Kids with cultural and linguistic identities, waiting like pearls, to be pried open. Kids with grandparents and divorced parents. Kids from other nations. Kids who’ve never left their neighborhood. Kids who possess a growth mind set and those who are primed to pass tests. Kids for whom English is not their first language yet speak multiple ones at home. Kids who only speak English. Kids who can become the next Duke Ellington’s or Rachel Carson’s. Kids who fall asleep in the back of the room but can take computers apart. Kids who write poetry on the side and mix it digitally.
What do you know about them? What does it mean to run a student centered classroom, if those names whom you check off every morning, are seen instrumentally as students who do homework and hand back double spaced assignments? Over and above the common core, the standards, the test scores, the rankings— history, culture, and social context matter. And you can be sure that the curriculum specialists and coaches and district officials and trustees and policy makers, will not tell you that.

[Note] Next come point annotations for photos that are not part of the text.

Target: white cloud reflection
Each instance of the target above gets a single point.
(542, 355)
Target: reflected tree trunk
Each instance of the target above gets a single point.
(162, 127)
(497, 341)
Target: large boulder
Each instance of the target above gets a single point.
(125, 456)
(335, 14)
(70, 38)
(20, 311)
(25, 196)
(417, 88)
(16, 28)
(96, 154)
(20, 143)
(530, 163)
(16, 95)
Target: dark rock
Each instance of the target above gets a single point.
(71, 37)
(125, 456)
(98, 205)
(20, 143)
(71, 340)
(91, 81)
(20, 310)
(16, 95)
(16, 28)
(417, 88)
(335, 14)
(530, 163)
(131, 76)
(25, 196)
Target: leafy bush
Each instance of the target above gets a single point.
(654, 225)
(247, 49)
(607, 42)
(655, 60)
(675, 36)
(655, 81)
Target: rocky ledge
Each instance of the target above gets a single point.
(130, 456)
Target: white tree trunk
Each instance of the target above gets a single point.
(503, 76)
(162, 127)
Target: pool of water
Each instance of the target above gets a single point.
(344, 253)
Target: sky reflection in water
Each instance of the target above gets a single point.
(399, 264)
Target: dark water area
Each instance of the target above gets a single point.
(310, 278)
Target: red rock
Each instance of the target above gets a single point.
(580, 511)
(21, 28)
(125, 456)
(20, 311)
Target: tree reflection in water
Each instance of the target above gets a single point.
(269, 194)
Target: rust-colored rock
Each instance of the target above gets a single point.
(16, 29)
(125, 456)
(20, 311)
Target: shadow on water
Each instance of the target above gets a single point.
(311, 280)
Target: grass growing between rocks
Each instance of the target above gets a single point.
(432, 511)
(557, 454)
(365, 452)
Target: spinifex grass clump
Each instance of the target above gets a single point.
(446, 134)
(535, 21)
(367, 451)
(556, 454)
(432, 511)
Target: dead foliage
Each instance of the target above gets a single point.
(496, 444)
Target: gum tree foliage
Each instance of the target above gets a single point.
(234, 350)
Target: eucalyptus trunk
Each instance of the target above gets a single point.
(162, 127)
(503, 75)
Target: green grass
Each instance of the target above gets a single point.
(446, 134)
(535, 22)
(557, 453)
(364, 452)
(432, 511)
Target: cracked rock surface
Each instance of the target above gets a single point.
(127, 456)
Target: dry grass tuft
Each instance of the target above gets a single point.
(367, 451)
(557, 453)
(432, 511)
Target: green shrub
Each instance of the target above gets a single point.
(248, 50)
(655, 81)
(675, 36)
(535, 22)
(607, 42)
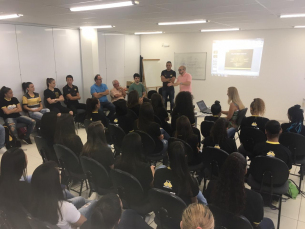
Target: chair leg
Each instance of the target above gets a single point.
(279, 216)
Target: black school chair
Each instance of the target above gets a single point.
(130, 191)
(225, 219)
(269, 175)
(167, 207)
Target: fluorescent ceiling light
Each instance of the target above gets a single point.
(156, 32)
(10, 16)
(97, 27)
(291, 15)
(219, 30)
(105, 6)
(183, 22)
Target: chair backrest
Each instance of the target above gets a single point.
(45, 149)
(188, 149)
(225, 219)
(128, 187)
(206, 127)
(87, 122)
(269, 170)
(214, 158)
(150, 93)
(68, 160)
(294, 142)
(167, 206)
(250, 136)
(96, 173)
(241, 114)
(147, 142)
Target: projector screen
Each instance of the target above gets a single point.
(237, 57)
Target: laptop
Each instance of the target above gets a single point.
(203, 108)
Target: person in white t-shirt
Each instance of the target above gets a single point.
(49, 203)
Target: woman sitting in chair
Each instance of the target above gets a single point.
(229, 193)
(131, 161)
(219, 137)
(257, 109)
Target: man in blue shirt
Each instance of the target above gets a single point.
(100, 91)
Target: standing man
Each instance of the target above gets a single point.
(71, 96)
(168, 76)
(117, 92)
(184, 80)
(139, 87)
(100, 91)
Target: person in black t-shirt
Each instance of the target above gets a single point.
(168, 76)
(176, 178)
(71, 96)
(96, 146)
(219, 137)
(229, 193)
(296, 118)
(257, 108)
(272, 147)
(53, 97)
(10, 108)
(216, 112)
(94, 112)
(131, 161)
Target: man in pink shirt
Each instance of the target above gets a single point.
(184, 80)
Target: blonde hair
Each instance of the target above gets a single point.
(233, 97)
(257, 106)
(197, 216)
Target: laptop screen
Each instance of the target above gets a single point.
(201, 105)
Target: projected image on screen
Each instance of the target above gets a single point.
(237, 57)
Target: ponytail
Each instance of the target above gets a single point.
(3, 91)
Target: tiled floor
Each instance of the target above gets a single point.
(293, 211)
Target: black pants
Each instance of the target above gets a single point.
(78, 117)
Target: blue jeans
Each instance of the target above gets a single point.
(38, 114)
(2, 136)
(170, 92)
(12, 122)
(110, 107)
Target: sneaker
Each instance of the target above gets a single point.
(27, 141)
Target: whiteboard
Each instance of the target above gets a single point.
(152, 71)
(195, 63)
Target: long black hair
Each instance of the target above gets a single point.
(47, 194)
(25, 86)
(229, 192)
(131, 153)
(3, 91)
(96, 138)
(178, 164)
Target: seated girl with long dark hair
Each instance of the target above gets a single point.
(219, 137)
(230, 194)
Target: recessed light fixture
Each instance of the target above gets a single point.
(97, 27)
(10, 16)
(105, 6)
(183, 22)
(219, 30)
(291, 15)
(156, 32)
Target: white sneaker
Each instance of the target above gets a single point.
(3, 150)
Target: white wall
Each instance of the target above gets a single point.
(33, 53)
(281, 83)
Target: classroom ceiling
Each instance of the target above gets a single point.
(244, 14)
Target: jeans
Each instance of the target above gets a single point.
(168, 91)
(2, 136)
(110, 107)
(12, 122)
(38, 114)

More than content area specialists or grade level teachers, we need to become anthropologists: students of culture motivated by curiosity, the propensity to view things from multiple perspectives, connoisseurs of worldviews and diverse values. we build a sense of community giving students a sense of belonging, and the unshakable desire to learn.
The lives you impact require it. Global students don’t arise out of textbooks but through daily interactions and exposure that enable them to grasp the plurality and plenitude of the world. Put the grade book down. There is a room full of burgeoning lives needing all the challenges, love and support they can get. This is why we are midwives. Above all else.